SecurityBrief Asia - Technology news for CISOs & cybersecurity decision-makers
Story image
IriusRisk's latest threat modelling platform advances collaboration and visualisation
Fri, 3rd Dec 2021
FYI, this story is more than a year old

IriusRisk has launched V4 of its automated threat modelling platform, bringing a new user interface, visualisation tools and advanced analytics to users.

The new version of the platform is designed to make it easier for teams to generate threat models of systems, share them collaboratively across their organisation and demonstrate the impact of improved software security to executives within the business.

The updates to the IriusRisk platform in Version 4 include the following.

A new user interface: The more flexible, intuitive front-end allows for quicker access to and easier grouping of functional elements of the IriusRisk platform, which speeds up the process of creating and assessing threat models.

New user profiles also allow developers and security personnel to more easily manage their details within the platform.

New diagram design: Improved diagram styling reduces the visual load for the user, increases the consistency of visual information, and has improved accessibility and support for users with visual impairments.

This helps teams to better identify the relationship between components in a diagram, quickly identify the important information, and ultimately derive more actionable insights from visualisations in the platform, the company states.

Components and collaboration: Software systems are increasingly interdependent - where a system created by one team could be consumed and used by many other teams.

With IriusRisk V4, these relationships can now be reflected in the threat models so that an entire system, with its internal threats modelled in IriusRisk, can be published as a component for other teams to use.

This published component will be visible in the component palette so that it can be included in other threat models as a pre-defined component.

Advanced analytics: A new embedded analytics and reporting system offers the power and flexibility of external Business Intelligence tools inside IriusRisk.

The ability to automatically generate reports on-demand across the entire IriusRisk dataset also enables teams to better present the ROI and progress of threat modelling to senior leadership.

IriusRisk VP of product Fraser Scott says, “This latest version of the IriusRisk platform marks a new level of maturity in the threat modelling world and will help us deliver on our ultimate objective: to make threat modelling an easily adoptable, mainstream practice.

"Usability is a major factor in this aim being realised because better security practices will never be adopted if teams see them as a blocker to development.

"This is why we work so closely with our customers and take on board their feedback to make our platform more intuitive, comprehensive, and easier to use.

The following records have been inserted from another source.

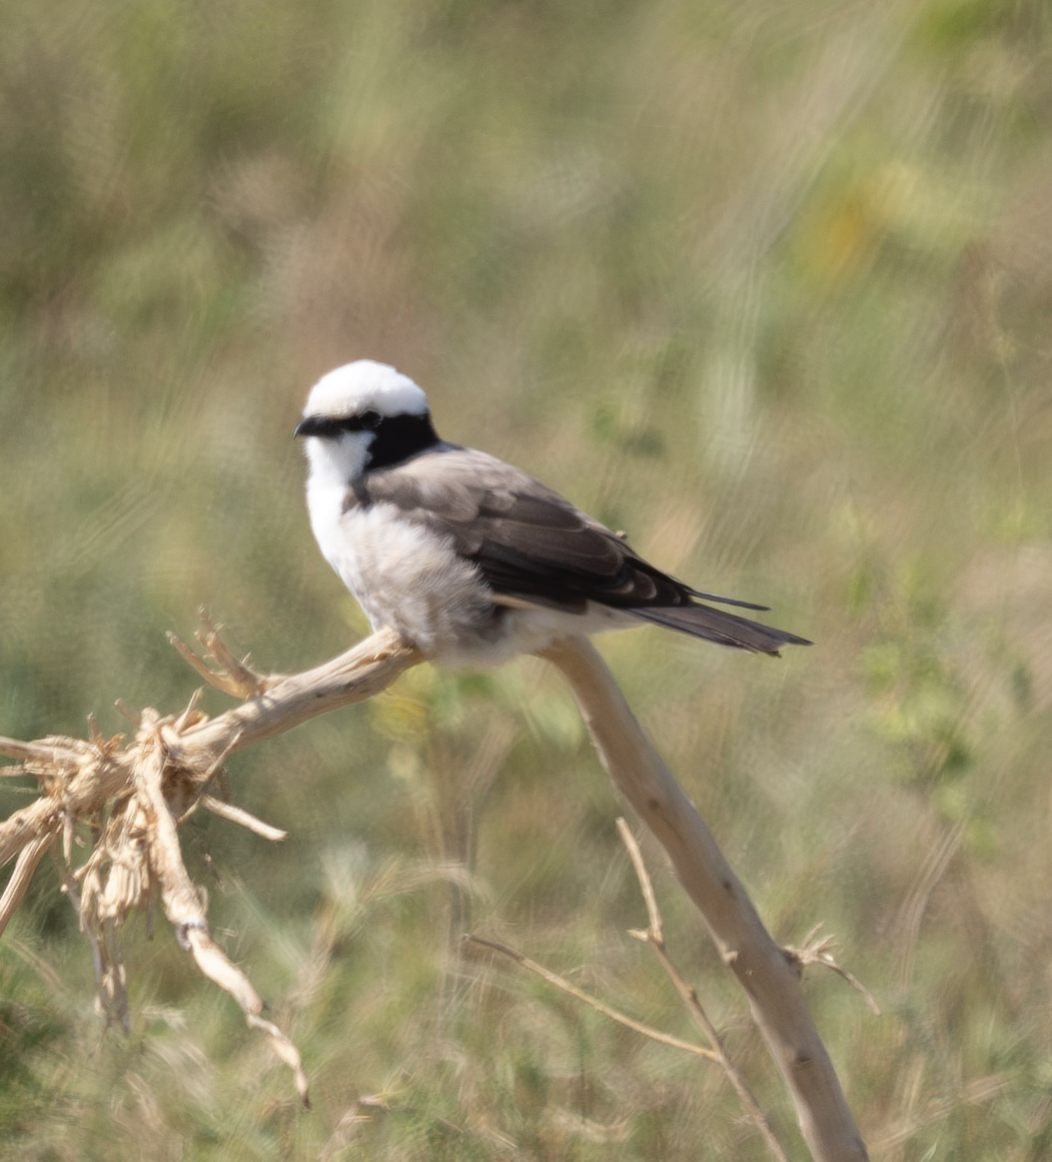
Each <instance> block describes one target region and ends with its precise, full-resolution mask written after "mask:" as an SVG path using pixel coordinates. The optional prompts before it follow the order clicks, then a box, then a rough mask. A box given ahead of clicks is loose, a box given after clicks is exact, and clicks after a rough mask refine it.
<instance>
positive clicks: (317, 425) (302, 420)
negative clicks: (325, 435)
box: [293, 416, 327, 436]
mask: <svg viewBox="0 0 1052 1162" xmlns="http://www.w3.org/2000/svg"><path fill="white" fill-rule="evenodd" d="M325 428H327V422H325V421H324V419H323V418H322V417H321V416H307V417H306V419H301V421H300V422H299V423H298V424H296V426H295V431H294V432H293V436H321V435H322V433H323V432H324V431H325Z"/></svg>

"We will continue to innovate to provide our customers with the most sophisticated suite of threat modelling tools on the market, making our platform the de facto hub for organisations looking to achieve secure design.

IriusRisk CTO Paul Santapau says, “IriusRisk has already taken threat modelling from a static, slow and manual process that most organisations conducted on whiteboards, to an easily-implemented, automated security practice that can be scaled across a company's entire application portfolio.

"This latest release builds on that track record by making threat modelling more reportable, measurable, and understandable, even for senior leadership.

"These capabilities help progress the ambition to start security left in software development, by providing security architects and developers with increased ability to demonstrate how threat modelling is measurably improving cyber security within their organisation.